APR-246 Overcomes Resistance to Asparaginase in Lymphoid Malignancies By Targeting Metabolic Cell Vulnerabilities

Introduction: Cancer cells rely on metabolic reprogramming to meet the increased bioenergetic and biosynthetic demand required for tumor initiation and progression. L-asparaginase (ASNase), an enzymatic drug depleting plasmatic asparagine (ASN), is the only clinically approved targeted therapy of a specific amino acid addiction that clearly demonstrated efficacy in hematological malignancies such as acute lymphoblastic leukemia (ALL) and extranodal NK/T cell lymphoma (ENKTL). Despite the benefits of ASNase, refractory forms are observed in 40% of the patients, either by immunization against the enzyme or by metabolic adaptation to ASN deprivation. APR-246 was originally known to reactivate transcriptional activity by refolding p53 mutants. Additional p53-independent effects have been reported, including oxidative stress increase, particularly by decreasing glutathione (GSH) levels through direct covalent binding to cysteine residues. Due to its effect on antioxidant defense systems, APR-246 might represent an efficient anti-cancer therapeutic strategy in ASNase-resistant (ASNase -R) cells by targeting metabolic cell vulnerabilities. This study evaluated APR-246 as a new candidate to overcome ASNase resistance in lymphoid malignancies treated with ASNase-containing regimens as frontline therapy.

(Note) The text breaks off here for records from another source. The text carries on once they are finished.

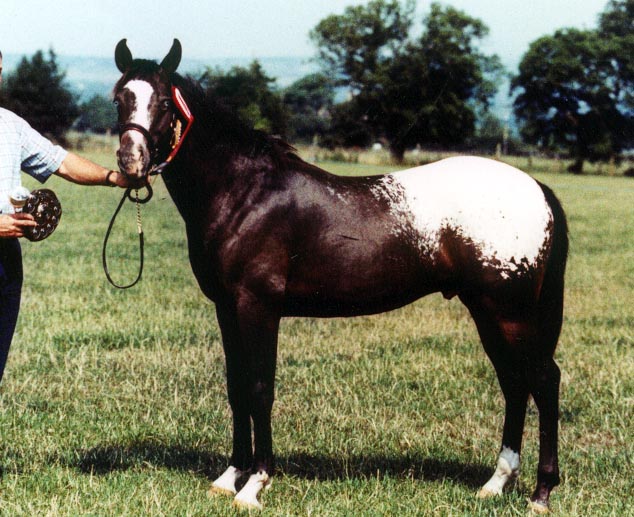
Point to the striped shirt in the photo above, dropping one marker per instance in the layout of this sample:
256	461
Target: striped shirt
22	148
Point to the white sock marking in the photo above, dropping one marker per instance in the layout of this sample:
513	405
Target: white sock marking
508	468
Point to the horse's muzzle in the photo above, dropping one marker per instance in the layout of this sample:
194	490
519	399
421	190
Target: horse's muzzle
133	155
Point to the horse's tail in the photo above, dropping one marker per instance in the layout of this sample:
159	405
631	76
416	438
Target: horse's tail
551	298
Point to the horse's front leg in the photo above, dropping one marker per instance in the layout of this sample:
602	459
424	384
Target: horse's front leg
255	326
237	391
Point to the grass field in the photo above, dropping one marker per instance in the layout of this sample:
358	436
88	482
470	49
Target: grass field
113	403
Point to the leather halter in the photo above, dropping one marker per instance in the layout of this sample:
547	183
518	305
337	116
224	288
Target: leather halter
177	136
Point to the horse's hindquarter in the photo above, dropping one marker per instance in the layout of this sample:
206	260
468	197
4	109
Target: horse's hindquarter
378	243
489	222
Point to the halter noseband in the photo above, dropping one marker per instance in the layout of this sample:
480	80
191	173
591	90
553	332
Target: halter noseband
177	138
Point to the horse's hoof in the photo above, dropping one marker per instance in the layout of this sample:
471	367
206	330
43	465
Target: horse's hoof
241	504
486	493
219	491
538	507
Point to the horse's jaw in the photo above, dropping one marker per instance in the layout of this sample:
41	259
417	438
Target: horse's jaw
133	156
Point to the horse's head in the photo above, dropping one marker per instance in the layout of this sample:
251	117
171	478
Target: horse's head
144	100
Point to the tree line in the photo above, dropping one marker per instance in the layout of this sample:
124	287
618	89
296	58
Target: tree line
386	77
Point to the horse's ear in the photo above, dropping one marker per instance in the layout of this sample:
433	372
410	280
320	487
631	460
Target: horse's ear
172	60
123	56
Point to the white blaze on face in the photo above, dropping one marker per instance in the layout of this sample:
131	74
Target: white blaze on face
498	208
140	115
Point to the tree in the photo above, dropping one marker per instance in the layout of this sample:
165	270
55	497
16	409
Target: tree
98	115
309	101
409	91
250	92
616	29
37	92
576	89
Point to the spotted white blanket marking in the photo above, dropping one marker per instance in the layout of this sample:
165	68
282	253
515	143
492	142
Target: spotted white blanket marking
143	92
498	208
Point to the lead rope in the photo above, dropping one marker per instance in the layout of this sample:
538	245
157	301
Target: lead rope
138	202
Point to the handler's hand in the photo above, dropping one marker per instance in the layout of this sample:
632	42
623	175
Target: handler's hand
12	225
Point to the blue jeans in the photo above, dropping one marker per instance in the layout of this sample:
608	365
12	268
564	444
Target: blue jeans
10	293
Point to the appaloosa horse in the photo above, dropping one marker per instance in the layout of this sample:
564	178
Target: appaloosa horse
270	235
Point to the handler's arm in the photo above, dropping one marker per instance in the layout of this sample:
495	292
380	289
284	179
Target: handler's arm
80	170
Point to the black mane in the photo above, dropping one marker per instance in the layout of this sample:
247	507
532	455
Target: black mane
228	129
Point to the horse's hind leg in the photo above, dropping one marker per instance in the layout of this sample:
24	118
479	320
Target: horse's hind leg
521	348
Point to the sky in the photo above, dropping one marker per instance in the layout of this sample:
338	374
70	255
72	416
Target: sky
249	28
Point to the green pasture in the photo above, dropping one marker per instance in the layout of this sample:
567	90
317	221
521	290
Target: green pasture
114	403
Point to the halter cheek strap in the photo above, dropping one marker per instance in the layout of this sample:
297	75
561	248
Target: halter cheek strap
186	113
179	136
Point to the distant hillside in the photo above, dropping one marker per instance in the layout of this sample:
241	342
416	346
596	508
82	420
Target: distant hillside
88	76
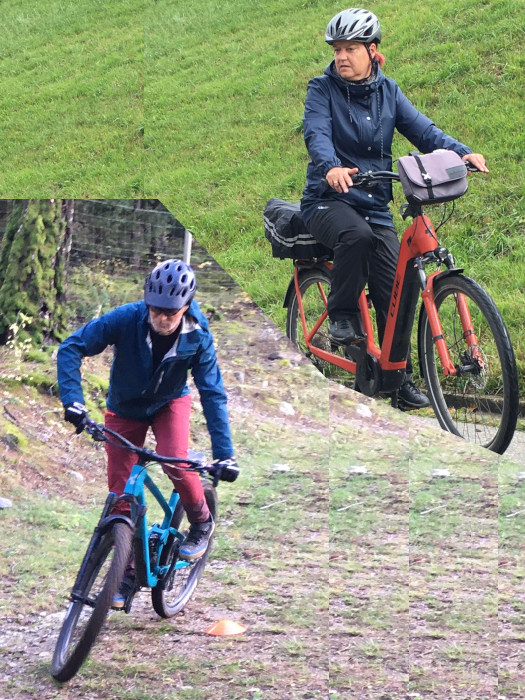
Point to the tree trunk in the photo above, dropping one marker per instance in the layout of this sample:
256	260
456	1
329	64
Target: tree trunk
33	272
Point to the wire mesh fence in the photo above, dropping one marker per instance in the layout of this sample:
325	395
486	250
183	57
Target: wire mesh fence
124	236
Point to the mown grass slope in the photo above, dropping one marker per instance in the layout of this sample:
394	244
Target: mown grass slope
71	99
225	86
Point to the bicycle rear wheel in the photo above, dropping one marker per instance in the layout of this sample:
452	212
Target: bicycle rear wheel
314	287
480	404
91	601
172	593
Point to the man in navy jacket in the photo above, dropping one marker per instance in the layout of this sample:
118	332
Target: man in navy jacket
350	115
156	343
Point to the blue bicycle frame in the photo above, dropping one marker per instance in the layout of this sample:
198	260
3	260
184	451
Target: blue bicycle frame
134	490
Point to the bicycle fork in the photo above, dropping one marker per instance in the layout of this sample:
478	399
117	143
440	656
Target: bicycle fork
449	369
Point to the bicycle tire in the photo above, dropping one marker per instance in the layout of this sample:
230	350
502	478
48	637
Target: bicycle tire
310	283
83	621
172	593
481	406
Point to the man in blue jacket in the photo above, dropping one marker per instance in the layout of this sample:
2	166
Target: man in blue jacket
350	115
156	343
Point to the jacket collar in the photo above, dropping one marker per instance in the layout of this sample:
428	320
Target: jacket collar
356	89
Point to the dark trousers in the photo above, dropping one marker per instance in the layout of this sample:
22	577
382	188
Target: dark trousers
363	253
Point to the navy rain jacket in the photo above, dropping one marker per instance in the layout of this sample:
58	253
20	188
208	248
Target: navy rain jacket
351	125
135	391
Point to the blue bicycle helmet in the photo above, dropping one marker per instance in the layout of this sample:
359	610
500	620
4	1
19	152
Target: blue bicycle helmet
171	285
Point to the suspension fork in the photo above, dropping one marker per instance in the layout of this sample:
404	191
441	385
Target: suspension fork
438	339
309	335
469	333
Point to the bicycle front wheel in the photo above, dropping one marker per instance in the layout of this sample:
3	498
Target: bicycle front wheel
91	601
172	593
481	402
314	288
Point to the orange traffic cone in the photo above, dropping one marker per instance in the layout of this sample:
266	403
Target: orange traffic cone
225	628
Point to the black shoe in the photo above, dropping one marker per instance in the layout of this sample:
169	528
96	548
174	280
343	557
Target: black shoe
410	396
197	540
126	588
346	331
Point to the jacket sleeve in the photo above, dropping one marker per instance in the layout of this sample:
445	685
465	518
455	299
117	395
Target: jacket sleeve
89	340
208	380
317	123
421	131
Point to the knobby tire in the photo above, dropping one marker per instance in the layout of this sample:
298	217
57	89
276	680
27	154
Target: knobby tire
99	585
172	593
481	406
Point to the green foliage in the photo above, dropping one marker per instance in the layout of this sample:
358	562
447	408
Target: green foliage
239	135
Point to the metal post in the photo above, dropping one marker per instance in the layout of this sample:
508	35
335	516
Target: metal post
188	240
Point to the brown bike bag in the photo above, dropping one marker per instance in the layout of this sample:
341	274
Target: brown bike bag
436	177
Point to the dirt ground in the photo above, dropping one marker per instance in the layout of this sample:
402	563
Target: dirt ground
410	604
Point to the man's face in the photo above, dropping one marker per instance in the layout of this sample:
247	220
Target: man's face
352	61
165	321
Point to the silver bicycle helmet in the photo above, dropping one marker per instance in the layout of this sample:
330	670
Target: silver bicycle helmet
354	25
171	285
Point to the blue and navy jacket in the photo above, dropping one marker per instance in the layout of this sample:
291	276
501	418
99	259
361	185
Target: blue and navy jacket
352	125
135	391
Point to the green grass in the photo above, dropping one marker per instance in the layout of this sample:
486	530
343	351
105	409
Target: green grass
71	98
230	81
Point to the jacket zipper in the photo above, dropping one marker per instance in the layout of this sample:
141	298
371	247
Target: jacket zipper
159	382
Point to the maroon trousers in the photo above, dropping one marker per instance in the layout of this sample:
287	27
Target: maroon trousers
171	428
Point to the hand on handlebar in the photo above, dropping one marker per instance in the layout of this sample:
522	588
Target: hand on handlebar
77	414
340	179
477	161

Methods: We used the two following ASNase-R cell lines: NALM6, a human acute lymphoblastic leukemia cell line, and KHYG1, a human natural killer (NK) leukemia/ lymphoma cell line. Cells were treated in vitro with either APR-246, Asparaginase, or both and incubated for 24 to 48 hours. Cell viability was determined by flow cytometry using Annexin V / Propidium Iodide (PI). Metabolites were analyzed by mass spectrometry (UPLC-MS/MS) in the supernatant and dried pellets. To validate the metabolic findings further, we evaluated intracellular GSH and lipid peroxidation levels by flow cytometry after cell-labeling with MBCI and C11- BODIPY, respectively. To assess the drug combination's effect in vivo, we established a xenograft murine model by injecting luciferase-expressing NALM6 cells into immunocompromised mice. Mice tumor burden was evaluated using an in vivo imaging system (IVIS) based on bioluminescence quantification.

Results: Using an untargeted metabolomic approach, we showed that ASNase treatment in both ASNase-R models decreased GSH levels and reduced the GSH to oxidized GSSG ratio. Specific quantification confirmed decreased GSH levels and increased mitochondrial reactive oxygen species (ROS) in ASNase-R cells. This suggests that resistance to ASNase induces metabolic vulnerability related to cellular redox imbalance. APR-246, an antioxidant-inhibitor, was then considered to target the ASNase-induced redox imbalance. Our results showed a synergistic efficacy of APR-246 and ASNase combination in vitro, especially with Erwinase. Next, we showed that tumor growth was significantly reduced in vivo in mice treated with the combination of APR-246 and Erwinase, compared to placebo, APR-246, or Erwinase as single agents. Mechanistically, APR-246 combined with Erwinase dramatically decreased GSH levels and increased lipid peroxidation levels compared to each drug alone. Given that accumulation of lipid peroxides leads to ferroptosis, an iron-dependent mechanism of cell death, we investigated whether APR-246/Erwinase-induced cytotoxicity was mediated by ferroptosis. KHYG-1 cells were treated with Erwinase associated with a ferroptosis inducer (RSL3) and/or a ferroptosis inhibitor (ferrostatin-1). Combining Erwinase with RSL3 resulted in a similar GSH decrease, lipid peroxidation accumulation, and decreased cell viability as observed with APR-246/Erwinase combination, and cell death was partially rescued by ferrostatin-1.

Conclusion: APR-246, a p53 activator, should be also considered as the first ferroptosis-inducing agent that can be used therapeutically in humans, and our results suggest its efficacy in overcoming ASNase-R in lymphoid malignancies both in vitro and in vivo. In our work, APR-246/Erwinase combination effectively disrupts the balance between ROS generation and antioxidation dependent on glutamine/GSH metabolism in ASNase-R cells and leads to cell death by ferroptosis. Prospective phase I/II studies are now required to confirm the clinical efficacy of APR-246/Erwinase combination in ASNase-R ENKTL and ALL patients.